Josefa estava num grupo de 600 pessoas que
processava a Ambec. Àquela altura, corriam 2,3 mil ações contra a entidade.
A Ambec atende pelo bonito nome de Associação
dos Aposentados Mutualistas para Benefícios Coletivos. Segundo o TCU, em
dezembro de 2021 ela tinha três associados, um ano depois (governo Lula 3.0)
eles eram 600 mil e sua arrecadação ficou em R$ 91 milhões.
A CGU listou o empresário Maurício Camisotti
como “figura central” da Ambec. Só o prosseguimento da investigação poderá
detalhar suas conexões com a rede de negócios da entidade. Por enquanto,
sabe-se que seis parentes seus estavam na Ambec ou tinham tratos com ela. O
juiz Massimo Palazzolo, da 4ª Vara Criminal Federal de São Paulo, viu “fundadas
razões” para suspender suas operações com o INSS e bloquear até R$ 174 milhões
da entidade e de outras quatro empresas que com ela operavam.
O irmão de Lula no Sindnapi
As quadrilhas que tungavam os aposentados
tiveram a ajuda da inércia de um braço do governo e do acesso aos dados
pessoais das vítimas. Horas depois da ruinosa fala do ministro Lupi, veio outra
surpresa: José Ferreira da Silva, o Frei Chico, irmão mais velho de Lula, de 83
anos, é o vice-presidente do Sindicato Nacional dos Aposentados, Pensionistas e
Idosos do Brasil (Sindnapi), uma das entidades listadas na investigação.
Lula teve pelo menos 17 irmãos (sete do
casamento de Lindu, sua mãe) e já completou dez anos como presidente do Brasil.
Todos seus irmãos viveram ou vivem modestamente.

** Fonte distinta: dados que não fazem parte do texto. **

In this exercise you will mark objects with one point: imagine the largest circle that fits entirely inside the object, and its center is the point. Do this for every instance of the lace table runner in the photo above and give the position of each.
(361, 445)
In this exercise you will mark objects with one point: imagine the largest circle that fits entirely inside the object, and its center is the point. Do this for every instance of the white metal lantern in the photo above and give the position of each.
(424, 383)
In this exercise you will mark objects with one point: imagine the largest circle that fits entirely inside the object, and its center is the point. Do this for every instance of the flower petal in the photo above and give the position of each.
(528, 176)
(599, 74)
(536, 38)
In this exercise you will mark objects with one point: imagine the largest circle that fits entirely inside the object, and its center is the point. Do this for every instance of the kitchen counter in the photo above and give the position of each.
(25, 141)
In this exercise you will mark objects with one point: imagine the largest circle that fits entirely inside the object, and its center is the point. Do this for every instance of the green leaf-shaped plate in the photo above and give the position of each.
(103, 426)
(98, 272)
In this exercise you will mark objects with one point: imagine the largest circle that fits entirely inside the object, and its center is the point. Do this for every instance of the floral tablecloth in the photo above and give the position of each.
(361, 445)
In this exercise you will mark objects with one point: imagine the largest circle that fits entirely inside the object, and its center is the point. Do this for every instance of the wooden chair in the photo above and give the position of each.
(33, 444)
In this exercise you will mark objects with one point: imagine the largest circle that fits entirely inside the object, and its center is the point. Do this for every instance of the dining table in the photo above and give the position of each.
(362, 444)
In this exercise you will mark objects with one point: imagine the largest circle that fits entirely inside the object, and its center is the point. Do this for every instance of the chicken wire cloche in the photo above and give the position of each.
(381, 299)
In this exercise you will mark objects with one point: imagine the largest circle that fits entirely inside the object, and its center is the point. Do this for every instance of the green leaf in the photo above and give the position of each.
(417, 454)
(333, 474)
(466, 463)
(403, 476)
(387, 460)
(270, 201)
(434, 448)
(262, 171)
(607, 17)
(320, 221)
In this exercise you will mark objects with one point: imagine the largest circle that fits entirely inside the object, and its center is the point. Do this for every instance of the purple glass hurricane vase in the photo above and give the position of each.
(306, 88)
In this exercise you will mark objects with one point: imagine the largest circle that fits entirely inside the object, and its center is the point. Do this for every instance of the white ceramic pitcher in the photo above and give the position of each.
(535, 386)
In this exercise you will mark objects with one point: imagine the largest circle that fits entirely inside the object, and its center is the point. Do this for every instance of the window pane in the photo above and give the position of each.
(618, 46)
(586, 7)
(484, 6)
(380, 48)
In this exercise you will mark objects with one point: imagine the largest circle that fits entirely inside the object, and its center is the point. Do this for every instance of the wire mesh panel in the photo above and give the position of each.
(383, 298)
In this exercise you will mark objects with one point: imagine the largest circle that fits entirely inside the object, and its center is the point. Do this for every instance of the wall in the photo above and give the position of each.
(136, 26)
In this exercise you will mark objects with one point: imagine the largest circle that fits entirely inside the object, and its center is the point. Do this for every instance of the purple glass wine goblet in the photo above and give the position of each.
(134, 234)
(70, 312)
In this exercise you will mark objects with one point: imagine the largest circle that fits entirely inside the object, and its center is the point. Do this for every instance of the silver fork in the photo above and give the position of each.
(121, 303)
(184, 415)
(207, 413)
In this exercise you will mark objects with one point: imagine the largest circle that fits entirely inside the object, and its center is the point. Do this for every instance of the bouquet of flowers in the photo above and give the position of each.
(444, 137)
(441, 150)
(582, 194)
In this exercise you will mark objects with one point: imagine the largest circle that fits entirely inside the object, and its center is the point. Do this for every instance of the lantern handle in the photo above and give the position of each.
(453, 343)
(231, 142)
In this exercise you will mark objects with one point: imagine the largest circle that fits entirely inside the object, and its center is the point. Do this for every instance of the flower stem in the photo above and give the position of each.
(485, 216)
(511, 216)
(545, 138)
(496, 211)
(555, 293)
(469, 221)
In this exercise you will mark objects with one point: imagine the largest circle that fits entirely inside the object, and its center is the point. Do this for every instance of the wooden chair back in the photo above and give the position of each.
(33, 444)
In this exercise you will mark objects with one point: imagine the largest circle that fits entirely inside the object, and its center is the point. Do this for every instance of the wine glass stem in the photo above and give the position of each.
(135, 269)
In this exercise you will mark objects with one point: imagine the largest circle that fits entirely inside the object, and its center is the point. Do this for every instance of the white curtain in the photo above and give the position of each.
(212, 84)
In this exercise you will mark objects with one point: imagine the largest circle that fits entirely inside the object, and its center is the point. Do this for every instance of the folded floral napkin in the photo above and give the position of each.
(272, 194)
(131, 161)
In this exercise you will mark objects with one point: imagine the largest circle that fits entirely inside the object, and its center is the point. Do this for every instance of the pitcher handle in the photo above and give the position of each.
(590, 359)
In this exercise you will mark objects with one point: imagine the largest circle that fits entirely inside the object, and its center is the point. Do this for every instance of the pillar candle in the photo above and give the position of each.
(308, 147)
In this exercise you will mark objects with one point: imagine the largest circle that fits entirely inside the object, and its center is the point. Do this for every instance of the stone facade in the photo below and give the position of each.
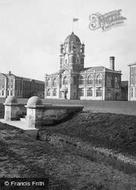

Foi Frei Chico quem o atraiu para a vida
sindical, da qual catapultou-se para a política. Como vice-presidente do
Sindnapi, acima dele só está Milton Baptista de Souza Filho, conhecido como
Milton Cavalo, nomeado por Carlos Lupi há duas semanas para o Conselho Nacional
da Previdência Social.
O comissariado de Lula 3.0 vive assombrado
pela reforma trabalhista de Michel Temer feita em 2017. Ela desossou as
finanças dos sindicatos ao extinguir o Imposto Sindical, pelo qual o
trabalhador contribuía com um dia de salário a cada ano. Desde então, a máquina
sindical busca arrecadar por meio do que chamam de “contribuição”. O Supremo
Tribunal considerou constitucional o desconto desse mimo na folha de pagamento
dos trabalhadores, sindicalizados ou não. Seria uma remuneração por serviços
prestados pelos sindicatos. Como há sindicatos que não prestam serviço algum,
legalizaram-se centenas de tungas coletivas.
No caso da roubalheira contra os aposentados,
as quadrilhas foram direto ao crime, fraudando até mesmo as assinaturas das
vítimas.
Ócio
Nos próximos quatro domingos o signatário fará o que fizeram o Ministério da Previdência e o INSS enquanto roubavam o dinheiro dos aposentados: nada.